Настя написала две записки: директору и Соколовскому.
«Не хочу быть и не буду, – писала она Соколовскому, – кроликом для ваших поэтических упражнений. Думаю, что и в этом вы солгали, так как я вас занимала совсем не как литературная героиня, а просто как женщина. Кто дал вам право играть такими вещами, как любовь? Талант? Да у вас его один только грамм, этого таланта. А если бы было и больше, то все равно, – талант создан, чтобы давать людям радость, а не люди созданы для того, чтобы этот талант разрастался, как ядовитый гриб. Настоящий человек должен быть настоящим во всем: и в стихах, и в жизни, и в каждой мелочи. А вы не настоящий. И стихи ваши – обман и ложь. Вы в них нарядились, как в красивый костюм, чтобы петушиться перед людьми. Вот все, что может сказать вам такая дурочка, как я. Прощайте».
Через час Паша принесла чемодан с вещами Насти и большой конверт от Соколовского. Настя вскрыла его, и на пол посыпались изорванные и измятые страницы той самой книжки стихов, которую Соколовский давал Насте читать. Вместе с порванными страницами выпала записка. Соколовский писал: «Вы правы. Стихи я порвал».
– Еще и паясничает! – сказала Настя, собрала все обрывки в конверт, вложила в него записку, вышла в сад и бросила конверт в очаг.
Тетя Паша ушла на ночь дежурить в дом отдыха. Толя спал на сундуке, свернувшись калачиком. Настя разделась и, сидя на кровати, задумалась. Она долго смотрела на картину с сумеречным морем и огнями, потом заметила около этой картины старую морскую карту. Настя надела туфли и подошла к карте. Какие-то синие реки впадали на ней в зеленый океан, маяки были очерчены тонкими кружками. В углу карты Настя увидела нарисованную тушью звезду и над нею надпись «Роза ветров». Лучи у звезды были разной длины, и Настя, наморщив лоб, долго смотрела на рисунок звезды, стараясь в нем разобраться. Потом она догадалась по надписям «норд», «ост», «зюйд» и «вест», что каждый луч этой звезды говорит о силе и направлении ветров, дующих у тех берегов, что были нанесены на карту. Самый длинный луч звезды был направлен на юг, и это значило, что чаще всего на этом побережье дуют южные ветры. Настя вспомнила все, что рассказывал ей о розе ветров Соколовский, и только вздохнула. И тут он, ничего не зная, соврал, чтобы поразить ее и покрасоваться.
– Никогда не прощу, – сказала Настя. – Никогда! Даже перед смертью.
Она легла в постель, укрылась, поджала высокие колени, но они были холодные, как ледяшки. Настя никак не могла согреться и уснуть и тихонько проплакала всю ночь.

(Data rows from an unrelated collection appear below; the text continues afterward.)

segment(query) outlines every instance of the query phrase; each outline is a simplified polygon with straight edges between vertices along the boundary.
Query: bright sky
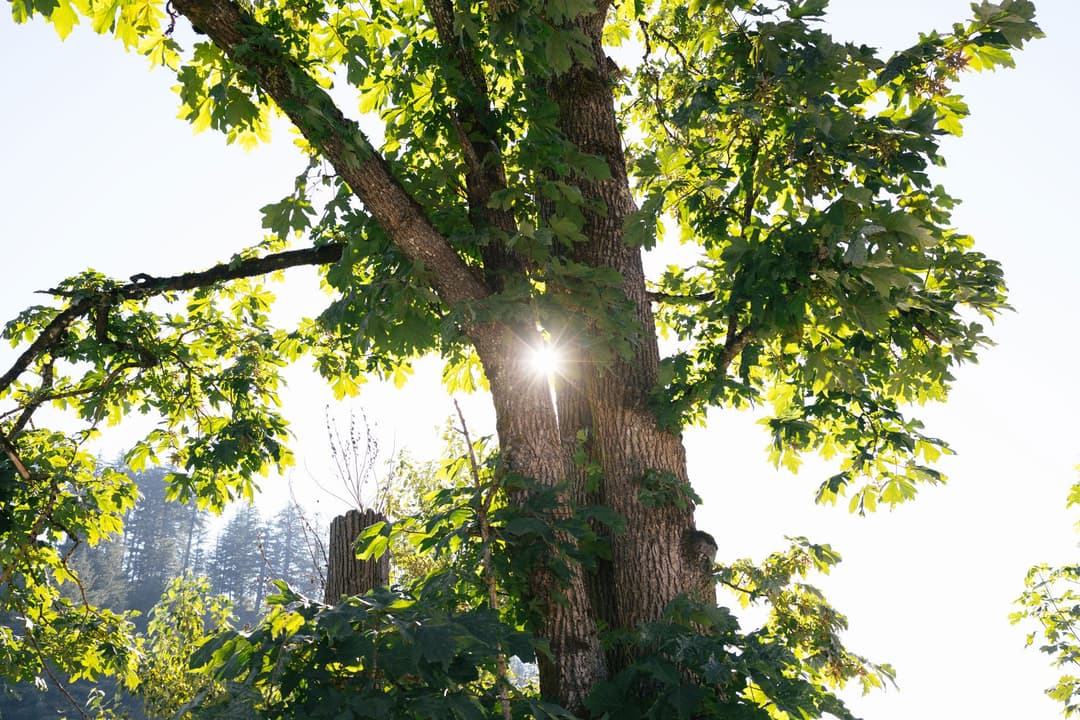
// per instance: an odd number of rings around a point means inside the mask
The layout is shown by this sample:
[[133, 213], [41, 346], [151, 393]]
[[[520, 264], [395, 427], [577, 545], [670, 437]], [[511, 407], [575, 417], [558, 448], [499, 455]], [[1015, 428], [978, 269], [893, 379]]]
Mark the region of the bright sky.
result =
[[[1007, 620], [1028, 566], [1077, 559], [1077, 518], [1064, 501], [1080, 462], [1080, 237], [1066, 212], [1080, 167], [1069, 41], [1080, 2], [1037, 4], [1049, 38], [1024, 51], [1017, 69], [963, 81], [973, 117], [937, 174], [964, 200], [958, 227], [1003, 262], [1016, 308], [993, 328], [999, 345], [961, 369], [949, 403], [921, 412], [930, 434], [959, 452], [941, 463], [949, 484], [895, 512], [851, 517], [812, 504], [827, 468], [771, 468], [751, 416], [715, 413], [707, 430], [687, 435], [705, 501], [699, 525], [716, 536], [721, 559], [759, 558], [785, 534], [843, 555], [821, 585], [848, 614], [849, 644], [899, 669], [900, 692], [852, 699], [868, 718], [1058, 717], [1042, 695], [1053, 673]], [[840, 39], [899, 49], [968, 14], [966, 0], [834, 0], [829, 27]], [[259, 239], [258, 208], [287, 193], [300, 169], [287, 133], [251, 153], [214, 134], [192, 136], [174, 120], [171, 84], [85, 28], [62, 44], [48, 27], [0, 17], [0, 318], [87, 267], [168, 274]], [[0, 367], [12, 356], [0, 350]], [[402, 392], [365, 390], [356, 407], [376, 420], [384, 449], [432, 451], [434, 429], [453, 412], [435, 375], [418, 372]], [[310, 497], [310, 477], [328, 472], [320, 459], [325, 394], [293, 382], [286, 407], [297, 411], [301, 452], [293, 479]], [[484, 398], [465, 407], [477, 427], [489, 422]], [[117, 433], [106, 447], [130, 438]], [[276, 497], [281, 488], [267, 484]]]

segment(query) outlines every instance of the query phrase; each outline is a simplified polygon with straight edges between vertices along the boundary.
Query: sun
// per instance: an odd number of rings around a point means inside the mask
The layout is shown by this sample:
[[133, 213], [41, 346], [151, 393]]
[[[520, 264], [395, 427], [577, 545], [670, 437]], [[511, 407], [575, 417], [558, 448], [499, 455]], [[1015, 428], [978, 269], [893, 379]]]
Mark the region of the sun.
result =
[[558, 372], [563, 364], [563, 356], [558, 348], [550, 343], [543, 343], [539, 348], [534, 348], [529, 352], [529, 365], [537, 375], [550, 378]]

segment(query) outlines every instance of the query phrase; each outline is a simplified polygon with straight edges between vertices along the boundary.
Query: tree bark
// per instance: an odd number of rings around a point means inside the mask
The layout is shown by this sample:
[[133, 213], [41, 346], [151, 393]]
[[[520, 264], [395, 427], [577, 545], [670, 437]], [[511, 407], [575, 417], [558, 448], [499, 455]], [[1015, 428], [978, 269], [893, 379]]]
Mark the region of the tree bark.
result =
[[342, 597], [363, 595], [390, 584], [390, 554], [368, 560], [356, 559], [356, 539], [376, 522], [386, 520], [372, 508], [363, 513], [351, 510], [330, 522], [330, 539], [326, 557], [326, 588], [323, 601], [334, 604]]
[[[633, 338], [630, 359], [617, 358], [603, 367], [578, 358], [576, 366], [585, 369], [578, 375], [584, 377], [564, 383], [570, 397], [561, 398], [559, 417], [565, 423], [581, 424], [564, 427], [564, 441], [585, 431], [600, 468], [597, 499], [626, 520], [625, 532], [611, 538], [610, 570], [602, 566], [604, 578], [594, 596], [600, 603], [598, 610], [612, 613], [615, 627], [633, 628], [657, 620], [680, 594], [714, 600], [715, 593], [711, 562], [702, 561], [701, 544], [692, 542], [699, 536], [693, 503], [679, 490], [688, 487], [681, 437], [661, 429], [650, 409], [660, 353], [642, 253], [623, 241], [624, 219], [636, 205], [611, 92], [617, 68], [600, 42], [606, 9], [600, 3], [596, 13], [577, 21], [593, 43], [593, 63], [572, 66], [553, 79], [549, 92], [559, 107], [558, 124], [566, 137], [583, 152], [607, 160], [610, 171], [607, 179], [579, 181], [582, 193], [602, 199], [607, 212], [586, 215], [589, 240], [575, 248], [576, 259], [620, 273], [639, 332]], [[661, 504], [643, 503], [643, 481], [649, 476], [661, 478], [678, 497]], [[586, 493], [579, 489], [578, 494]], [[610, 588], [603, 587], [607, 582]], [[609, 658], [610, 670], [618, 671], [626, 660], [616, 653]]]
[[[498, 242], [492, 252], [484, 253], [484, 277], [470, 268], [392, 176], [356, 124], [345, 118], [294, 58], [259, 42], [266, 30], [240, 5], [231, 0], [174, 0], [174, 6], [258, 79], [388, 236], [427, 271], [428, 282], [444, 302], [487, 298], [501, 287], [500, 273], [523, 269], [517, 258], [500, 252]], [[445, 36], [447, 6], [442, 0], [432, 0], [431, 6]], [[664, 506], [639, 500], [647, 473], [669, 476], [675, 483], [685, 483], [687, 473], [680, 438], [658, 427], [648, 404], [659, 352], [640, 253], [622, 240], [623, 219], [633, 212], [634, 201], [615, 117], [611, 68], [600, 44], [606, 12], [607, 4], [599, 3], [594, 14], [577, 21], [593, 42], [594, 63], [575, 65], [549, 83], [549, 92], [561, 108], [559, 127], [565, 136], [582, 151], [607, 159], [611, 171], [607, 180], [579, 182], [585, 196], [602, 200], [607, 210], [588, 216], [583, 229], [588, 242], [575, 249], [575, 259], [621, 274], [623, 291], [640, 326], [633, 338], [634, 355], [606, 369], [582, 362], [572, 388], [564, 388], [559, 416], [546, 379], [527, 367], [526, 354], [539, 342], [527, 308], [516, 318], [463, 328], [490, 384], [499, 443], [509, 468], [548, 488], [572, 481], [575, 487], [555, 519], [565, 517], [572, 512], [571, 498], [586, 499], [585, 475], [572, 463], [573, 446], [583, 433], [602, 467], [596, 498], [627, 520], [626, 532], [611, 539], [610, 568], [602, 567], [594, 578], [586, 579], [578, 566], [566, 582], [543, 568], [530, 576], [531, 600], [542, 615], [536, 629], [552, 651], [550, 658], [541, 658], [541, 692], [571, 710], [579, 710], [592, 687], [618, 669], [618, 665], [609, 667], [611, 660], [602, 651], [598, 621], [616, 628], [636, 627], [658, 619], [678, 594], [704, 585], [701, 562], [691, 561], [684, 552], [685, 538], [694, 532], [689, 500], [680, 498], [681, 502]], [[483, 79], [470, 72], [475, 68], [467, 67], [468, 56], [458, 53], [456, 62], [471, 74], [473, 90], [481, 95]], [[468, 138], [463, 145], [469, 145]], [[477, 145], [462, 150], [476, 158], [488, 152]], [[470, 202], [477, 210], [474, 217], [509, 232], [508, 217], [486, 212], [486, 199], [504, 179], [496, 161], [489, 154], [475, 164], [468, 178]]]

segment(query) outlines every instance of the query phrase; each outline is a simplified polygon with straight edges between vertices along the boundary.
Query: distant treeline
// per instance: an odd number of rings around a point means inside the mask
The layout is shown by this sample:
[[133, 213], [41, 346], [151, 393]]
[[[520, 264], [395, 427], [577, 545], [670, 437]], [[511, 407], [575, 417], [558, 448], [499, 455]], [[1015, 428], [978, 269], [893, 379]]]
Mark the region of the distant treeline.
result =
[[[215, 595], [229, 598], [240, 625], [258, 619], [267, 595], [274, 592], [273, 580], [284, 580], [305, 595], [322, 598], [324, 531], [313, 527], [298, 507], [291, 504], [272, 517], [264, 517], [254, 505], [238, 505], [218, 532], [211, 533], [210, 513], [194, 503], [165, 500], [168, 472], [156, 467], [132, 474], [139, 500], [124, 520], [123, 535], [95, 547], [80, 544], [67, 548], [68, 567], [79, 579], [77, 584], [66, 584], [73, 602], [82, 602], [85, 594], [93, 606], [135, 611], [133, 622], [143, 630], [168, 582], [185, 573], [206, 576]], [[23, 623], [18, 617], [0, 616], [0, 624], [16, 633]], [[46, 692], [32, 684], [11, 687], [0, 681], [0, 720], [79, 717], [55, 682], [49, 678], [43, 681]], [[65, 689], [80, 704], [95, 689], [116, 693], [113, 683], [102, 681], [80, 681]], [[129, 718], [146, 717], [138, 698], [122, 705]]]

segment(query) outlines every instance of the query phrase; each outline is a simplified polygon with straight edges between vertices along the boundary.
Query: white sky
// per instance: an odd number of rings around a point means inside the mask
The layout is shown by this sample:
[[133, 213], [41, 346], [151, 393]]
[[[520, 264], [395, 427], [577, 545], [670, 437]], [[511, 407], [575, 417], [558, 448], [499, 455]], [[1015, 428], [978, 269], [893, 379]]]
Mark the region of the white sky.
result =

Утром, когда солнечный луч осветил висевшую на стене оранжевую хурму, Настя встала, оделась и пошла к морю. Оно шумело, несло к берегам теплый воздух безбрежных своих пространств.
Настя сбросила платье и вошла в воду. Она легла на спину, прищурила глаза, и на ресницах у нее, в крошечных капельках воды закружились такие волны света и блеска, что Настя даже улыбнулась!
– Море! – сказала она шепотом, лаская теплую воду, переливавшуюся между пальцами.
Она легко и сильно дышала и думала, что вот все кончено и теперь она, Настя, строже стала к жизни, А море шумит вокруг и совершенно не знает, что ему дана великая сила смывать с человеческой души грязь и горечь.